Historic district in San Francisco County, California, U.S.

The Liberty Hill Historic District is a historic district located in the Dolores Heights neighborhood of San Francisco, California, U.S.. It is a residential neighborhood bound by 20th, Mission, Dolores, and 22nd Streets. It is listed as a San Francisco Designated Landmark since October 25, 1985.

It contains the Liberty Street Historic District, a two block area along Liberty Street listed as a California Historical Landmark, and one of the National Register of Historic Places.

== History ==
It is a residential neighborhood bound by 20th Street, Mission Street, Dolores Street, and 22nd Street. The southern boundary is the Yerba Buena Spanish settlement charter line of 1834. The name was derived from a hyphenation of Liberty Street and Hill Street, however over time the hyphen was dropped. It is not particularly steep. The area was built as 19th-century middle class housing, and the houses range in size.

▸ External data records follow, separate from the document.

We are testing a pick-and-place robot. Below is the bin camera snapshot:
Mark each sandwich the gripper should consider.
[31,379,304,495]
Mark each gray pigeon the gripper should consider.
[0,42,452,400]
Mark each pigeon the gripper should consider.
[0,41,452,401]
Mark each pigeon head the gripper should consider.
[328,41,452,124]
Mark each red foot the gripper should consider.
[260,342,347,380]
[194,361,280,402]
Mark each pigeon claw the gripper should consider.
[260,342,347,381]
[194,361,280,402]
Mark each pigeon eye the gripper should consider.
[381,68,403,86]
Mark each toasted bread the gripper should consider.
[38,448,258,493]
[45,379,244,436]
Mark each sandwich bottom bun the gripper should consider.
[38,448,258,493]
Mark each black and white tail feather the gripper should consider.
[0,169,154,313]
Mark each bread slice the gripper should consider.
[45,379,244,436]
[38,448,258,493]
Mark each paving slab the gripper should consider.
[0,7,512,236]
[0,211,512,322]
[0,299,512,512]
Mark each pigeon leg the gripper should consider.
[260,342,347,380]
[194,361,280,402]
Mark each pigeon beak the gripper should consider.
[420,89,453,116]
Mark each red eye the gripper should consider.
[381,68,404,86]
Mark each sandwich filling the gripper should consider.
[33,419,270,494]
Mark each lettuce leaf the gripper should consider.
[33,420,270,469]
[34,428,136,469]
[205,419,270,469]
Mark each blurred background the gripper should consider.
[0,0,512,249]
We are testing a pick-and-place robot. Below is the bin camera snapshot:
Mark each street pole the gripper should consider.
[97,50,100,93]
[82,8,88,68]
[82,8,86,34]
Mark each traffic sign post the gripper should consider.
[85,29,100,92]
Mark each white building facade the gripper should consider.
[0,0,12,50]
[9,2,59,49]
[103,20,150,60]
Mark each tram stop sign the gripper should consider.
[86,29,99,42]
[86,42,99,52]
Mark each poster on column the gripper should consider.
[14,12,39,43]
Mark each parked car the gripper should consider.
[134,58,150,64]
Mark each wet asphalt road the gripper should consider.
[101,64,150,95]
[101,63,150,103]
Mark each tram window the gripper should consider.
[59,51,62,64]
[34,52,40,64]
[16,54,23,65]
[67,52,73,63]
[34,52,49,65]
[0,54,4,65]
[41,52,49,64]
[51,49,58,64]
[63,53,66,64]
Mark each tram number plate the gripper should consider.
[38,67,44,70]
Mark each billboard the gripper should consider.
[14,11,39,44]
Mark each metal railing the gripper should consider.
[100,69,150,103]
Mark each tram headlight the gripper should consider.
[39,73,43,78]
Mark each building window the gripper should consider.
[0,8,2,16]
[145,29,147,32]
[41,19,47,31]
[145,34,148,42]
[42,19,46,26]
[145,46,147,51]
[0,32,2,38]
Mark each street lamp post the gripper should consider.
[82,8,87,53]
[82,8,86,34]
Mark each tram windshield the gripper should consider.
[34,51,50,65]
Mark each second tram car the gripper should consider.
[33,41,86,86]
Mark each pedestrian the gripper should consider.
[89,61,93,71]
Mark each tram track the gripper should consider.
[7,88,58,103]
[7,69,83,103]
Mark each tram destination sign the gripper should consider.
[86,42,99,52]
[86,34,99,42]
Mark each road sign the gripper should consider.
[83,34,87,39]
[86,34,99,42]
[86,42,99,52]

Notable houses in the district include the Marsden Kershaw House (845 Guerrero Street), and the John McMullen House (827 Guerrero Street); both of which are San Francisco Designated Landmarks. A number of homes in the district were designed by prominent architects, including the Newsom Brothers (Samuel Newsom and Joseph Cather Newsom), Albert Pissis, Charles Shaner, William H. Toepke, Charles Havens, and Charles J. Rousseau. People associated with the district include Mark Zuckerberg, John Donald Daly, James Rolph, Jr., Susan B. Anthony, and Lotta Crabtree.